Some Redis client libraries implement the [OpenTelemetry](https://opentelemetry.io/) (OTel)
observability framework to let you gather performance metrics
for your application. This can help you optimize performance and pinpoint problems
quickly. Currently, the following clients support OTel:

- [redis-py]({{< relref "/develop/clients/redis-py/observability" >}})
- [go-redis]({{< relref "/develop/clients/go/observability" >}})

<!--
## Tracing overview

An execution trace is a record of the sequence of steps that the Redis
client takes as it executes commands. Each step or *span* (in OTel terminology)
represents a specific operation. In the trace, each span is recorded using an identifier
to represent the type of operation along with its start and finish time, its
completion or error status, and other relevant information.

For example, a simple trace might look like this:

```hierarchy
"Trace":
"Span 1":
_meta:
description: "(Start time: 10000, End time: 10005, Status: OK)"
"Span 2":
_meta:
description: "(Start time: 10005, End time: 10010, Status: OK)"
```

This contains two child spans, each representing a specific operation
such as executing a command or connecting to a Redis server.
Each span is recorded with its start time, end time, and status information.

A span can sometimes be broken down into sub-tasks (such as steps taken
while calling an external service), each of which is a span in its own right.
The full trace is therefore best understood as a tree of nested spans.

For example, a more complex trace might look like this:

```hierarchy
"Trace":
"Span 1":
_meta:
description: "(Start time: 10000, End time: 10005, Status: OK)"
"Span 2":
"Span 2.1":
_meta:
description: "(Start time: 10005, End time: 10010, Status: OK)"
"Span 2.2":
_meta:
description: "(Start time: 10010, End time: 10015, Status: OK)"
"Span 3":
"Span 3.1":
_meta:
description: "(Start time: 10015, End time: 10020, Status: OK)"
"Span 3.2":
_meta:
description: "(Start time: 10020, End time: 10025, Status: OK)"
"Span 3.3":
_meta:
description: "(Start time: 10025, End time: 10030, Status: OK)"
```

This trace shows how the second and third spans are themselves broken down into more
granular operations.

By examining the sequence of spans in a trace, you can determine where an error
(if any) occurred and how long each step took to execute. Since the information
in each trace is recorded, you can use monitoring tools such as
[Grafana](https://grafana.com/) to aggregate the data from many traces over time.
This can help you find operations that are slow on average compared to others
(suggesting a performance bottleneck that could be optimized) or that have a high
error rate (suggesting a deeper problem that could be fixed to improve reliability).
-->

## Metrics overview

Metrics are quantitative measurements of the behavior of your application. They
provide information such as how often a certain operation occurs, how long it
takes to complete, or how many errors have occurred. By analyzing these metrics,
you can identify performance bottlenecks, errors, and other issues that need to
be addressed.

## Redis metric groups

In Redis clients, the metrics collected by OTel are organized into the following
metric groups:

- [`resiliency`](#group-resiliency): data related to the availability and health of the Redis connection.
- [`connection-basic`](#group-connection-basic): minimal metrics about Redis connections made by the client.
- [`connection-advanced`](#group-connection-advanced): more detailed metrics about Redis connections.
- [`command`](#group-command): metrics about Redis commands executed by the client.
- [`client-side-caching`](#group-client-side-caching): metrics about
[client-side caching]({{< relref "/develop/clients/client-side-caching" >}}) operations.
- [`streaming`](#group-streaming): metrics about
[stream]({{< relref "/develop/data-types/streams" >}}) operations.
- [`pubsub`](#group-pubsub): metrics about
[pub/sub]({{< relref "/develop/pubsub" >}}) operations.
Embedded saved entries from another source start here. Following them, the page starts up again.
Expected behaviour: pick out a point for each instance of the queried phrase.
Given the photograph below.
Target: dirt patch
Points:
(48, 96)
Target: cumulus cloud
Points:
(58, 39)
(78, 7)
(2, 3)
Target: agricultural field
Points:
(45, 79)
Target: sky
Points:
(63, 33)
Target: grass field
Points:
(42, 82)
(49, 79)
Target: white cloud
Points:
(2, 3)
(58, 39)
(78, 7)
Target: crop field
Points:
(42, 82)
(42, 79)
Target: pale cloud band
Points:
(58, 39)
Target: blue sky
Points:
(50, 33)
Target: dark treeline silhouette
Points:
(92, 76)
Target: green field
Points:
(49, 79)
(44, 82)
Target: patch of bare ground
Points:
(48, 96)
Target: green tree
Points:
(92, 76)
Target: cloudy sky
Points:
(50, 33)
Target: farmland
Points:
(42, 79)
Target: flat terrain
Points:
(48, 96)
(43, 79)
When you configure the client to activate OTel, you can select which metric groups
you are interested in, although all metrics in the group will be collected even
if you don't use them. The metrics in each group are described in the
[Metrics reference](#metrics-reference) below.
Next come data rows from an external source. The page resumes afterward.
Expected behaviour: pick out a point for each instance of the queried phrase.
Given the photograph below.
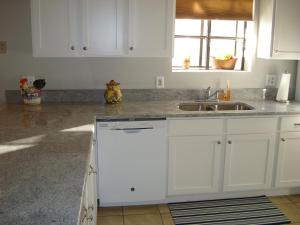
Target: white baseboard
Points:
(170, 199)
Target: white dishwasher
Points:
(132, 161)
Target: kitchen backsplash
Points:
(13, 96)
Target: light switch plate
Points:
(271, 80)
(3, 47)
(160, 82)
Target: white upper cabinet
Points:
(150, 28)
(99, 28)
(103, 25)
(53, 30)
(279, 29)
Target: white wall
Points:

## Record and visualize metrics

You can use a monitoring tool (such as [Grafana](https://grafana.com/)) to record and
visualize the metrics collected by OTel. This provides a target endpoint
that you specify when you configure the client in your application. The tool then
collects the metrics from your application transparently as it runs. When you
have collected the data, you can visualize it using the tool's dashboarding
and graphing features.

The [Redis client observability demonstration](https://github.com/redis-developer/redis-client-observability)
on GitHub contains examples showing how to set up a local Grafana instance, then
connect it to a Redis client and visualize the metric data as it arrives.

## Metrics reference

The metric groups and the metrics they contain are described below. The
name in parentheses after each group name is the group's identifier, which you
use when you configure the client to select which metrics to collect.

The metrics contain *attributes* that provide extra information (such as
the client library and server details) that you can use to filter and
aggregate the data. The attributes are described in the Attributes
section following the metric groups. The badge shown after the attribute
name can be any of the following:

- `required`: This attribute will always be present in the metrics.
- `optional`: This attribute may be present in the metrics.
- `conditionally required`: This attribute will be present in the metrics only if a certain condition is met,
such as when a specific error occurs. The condition is described in the attribute description.
- `recommended`: Specific client libraries may not support this attribute in some situations.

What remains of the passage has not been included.